If you haven't seen it, it goes like this: a producer (who I am genuinely passing no judgment upon - this isn't about her or any one person) has dragged two loops into her DAW and then fires up a plugin that listens to what you've got and then suggests additions for you.
I find this scene so incredibly sad. In what way has this producer expressed herself artistically? In what way will this music tell us something about her? She has simply selected two loops, placed them together and then handed over what little musical agency there was in this process to a plugin.
To be clear, I'm not against sampling or using loops. Sampling is a way of expressing taste. Producers sampled records they loved, took their favorite parts, chopped them, reworked them, and simultaneously honored the records they loved while injecting a part of themselves into that musical legacy. Instead, the process outlined in this video is one that you see often now: drag in some completely finished loops and layer them until it sounds good enough. It's more shopping than anything else.
Does going to the grocery store make one a chef? It's a good question but that begins pushing us down the wrong line of thinking. That line of thinking is about invalidating somebody just trying to make music, which is not what I'm here to do.
The argument could be made, "Well, she's just not a producer." If that was your argument, I would tell you that you've missed the point about what's happening here as badly as these companies have missed the point about music making. Nobody cares if anybody's a producer or not. You shouldn't either. What you should care about is whether you're a producer or not? I'll explain what I mean momentarily.
You can't run a marathon if you never leave the starting line
Music production, like any good art form, is not a destination. It is not a manufacturing process. It is not some paint-by-numbers. It is a practice. It is a journey. It is an act of continuous devotion. I know that I sound like a pompous ass writing that, but I'm speaking it matter-of-factly.
Plugins like this and tools like Suno are focused on output. (I'm fully aware of the pun given the plugin's manufacturer.) There is no focus on you as an artist, as a producer. Music production takes time to learn and your job as a producer is to be fully present for the journey. To study your craft and be devoted to it.
The songs that you make are a byproduct of that process and journey. The songs do not get you to where you want to be musically, it's everything else that does. Taken another way, how can anybody be a marathon runner if they never leave the starting line.
If you hop on the bus and get off at the finish line, you haven't run the marathon. You've missed the point. If your only focus is finishing songs at all costs - including your own involvement in the process - then you've missed the point as well.
Why you should avoid these tools
This is the state of music production right now: companies who recognize how difficult and time consuming it is to become an expert at this craft choose to take away your agency and just do it for you instead of providing you with tools and resources to learn.
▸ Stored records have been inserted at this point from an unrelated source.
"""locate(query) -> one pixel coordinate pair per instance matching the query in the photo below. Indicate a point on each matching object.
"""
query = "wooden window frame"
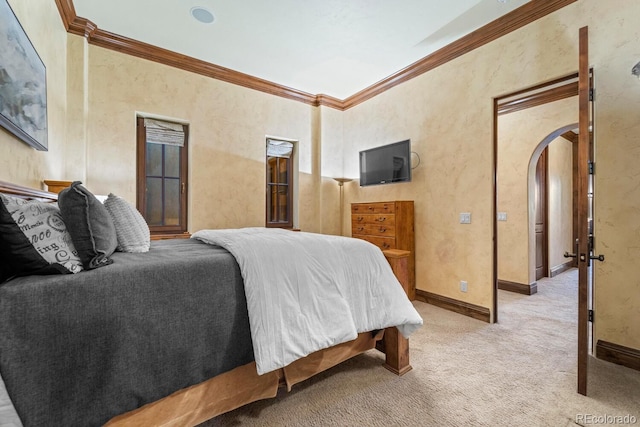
(141, 201)
(289, 184)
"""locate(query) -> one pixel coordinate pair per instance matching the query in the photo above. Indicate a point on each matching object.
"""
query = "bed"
(155, 338)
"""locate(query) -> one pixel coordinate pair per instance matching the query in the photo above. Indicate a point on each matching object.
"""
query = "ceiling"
(330, 47)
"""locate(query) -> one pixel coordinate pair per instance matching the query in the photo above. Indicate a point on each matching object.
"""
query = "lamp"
(636, 70)
(341, 182)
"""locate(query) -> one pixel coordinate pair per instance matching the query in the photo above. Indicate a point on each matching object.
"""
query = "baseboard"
(520, 288)
(618, 354)
(471, 310)
(561, 268)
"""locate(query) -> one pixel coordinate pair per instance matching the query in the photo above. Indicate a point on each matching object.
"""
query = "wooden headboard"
(26, 192)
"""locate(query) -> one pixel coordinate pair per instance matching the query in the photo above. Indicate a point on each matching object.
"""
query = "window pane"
(271, 169)
(171, 161)
(154, 159)
(172, 201)
(153, 215)
(283, 196)
(273, 203)
(283, 171)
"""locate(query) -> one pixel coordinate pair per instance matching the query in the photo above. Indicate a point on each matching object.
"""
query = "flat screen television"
(386, 164)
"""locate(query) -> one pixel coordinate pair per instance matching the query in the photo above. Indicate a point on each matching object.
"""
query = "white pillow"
(131, 228)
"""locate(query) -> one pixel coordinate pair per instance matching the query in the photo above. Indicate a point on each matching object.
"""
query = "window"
(162, 175)
(279, 183)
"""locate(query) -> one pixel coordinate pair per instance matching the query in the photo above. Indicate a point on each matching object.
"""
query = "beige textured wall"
(519, 135)
(447, 114)
(19, 163)
(614, 49)
(560, 186)
(227, 125)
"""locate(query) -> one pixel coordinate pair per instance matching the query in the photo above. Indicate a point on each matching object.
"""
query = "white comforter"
(308, 291)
Generative AI is the most egregious form of this shit but plugins like this aren't that far off.
If you're still learning to produce (and this is a lifelong practice so...) then I really would encourage you to avoid these tools. If these tools are doing things that you don't know how to do or can't explain the process of then they are black boxes. Have fun with them, but they are never a substitution for knowing what the hell is going on - but that sometimes seems like the goal of these companies.
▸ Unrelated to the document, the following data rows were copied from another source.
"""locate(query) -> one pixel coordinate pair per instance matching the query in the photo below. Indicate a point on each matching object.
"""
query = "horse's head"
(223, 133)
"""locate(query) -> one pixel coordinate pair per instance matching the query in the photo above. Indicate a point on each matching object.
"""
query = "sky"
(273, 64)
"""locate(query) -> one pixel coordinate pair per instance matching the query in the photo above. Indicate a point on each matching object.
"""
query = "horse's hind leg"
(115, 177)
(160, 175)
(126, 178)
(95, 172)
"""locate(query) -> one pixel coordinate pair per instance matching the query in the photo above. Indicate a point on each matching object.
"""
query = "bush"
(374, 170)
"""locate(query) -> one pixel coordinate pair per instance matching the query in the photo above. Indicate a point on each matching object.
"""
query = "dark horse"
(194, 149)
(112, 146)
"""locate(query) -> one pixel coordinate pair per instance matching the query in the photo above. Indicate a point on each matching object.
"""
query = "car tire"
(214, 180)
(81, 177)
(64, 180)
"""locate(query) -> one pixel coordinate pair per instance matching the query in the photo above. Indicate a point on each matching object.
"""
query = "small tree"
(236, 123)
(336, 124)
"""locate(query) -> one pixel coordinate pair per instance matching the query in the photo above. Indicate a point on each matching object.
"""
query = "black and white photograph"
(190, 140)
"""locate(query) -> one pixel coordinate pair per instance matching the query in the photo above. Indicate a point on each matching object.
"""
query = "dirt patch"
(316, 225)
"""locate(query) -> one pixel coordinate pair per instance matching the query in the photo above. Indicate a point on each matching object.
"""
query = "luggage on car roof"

These companies want you to understand as little of the music making process as possible because then it means that you will continue to rely on their tools. If you never learn to write a chord progression, then you need their loops. If you can't program drums then you need their MIDI pack. Now, we've reached the stage where, if you can't imagine what your music could sound like and what you want to express musically, they have a plugin that will just do that for you.
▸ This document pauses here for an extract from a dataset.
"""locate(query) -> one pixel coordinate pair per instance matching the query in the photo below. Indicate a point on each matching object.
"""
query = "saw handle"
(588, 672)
At what point do you stop being the producer? How much self-expression do you give up in exchange for immediate gratification? If the focus is just on the songs, then you don't matter. Take the focus off the songs.
What you should do instead
Practice. Experiment. Make mistakes. Throw shit together. Rely on your ears. Express yourself. Be a part of the process. Make your music. And, for the love of all that is good, learn the fundamentals.
I know the thoughts that draw people into plugins like this and I want to refute them for you to end. You still have time to make music. You do have good ideas. You are capable of learning the things you are struggling with. Expressing YOUR musical ideas imperfectly is worth 1000x more than using the same perfect Splice sample, Unison MIDI clip, or whatever Co-Producer is feeding you.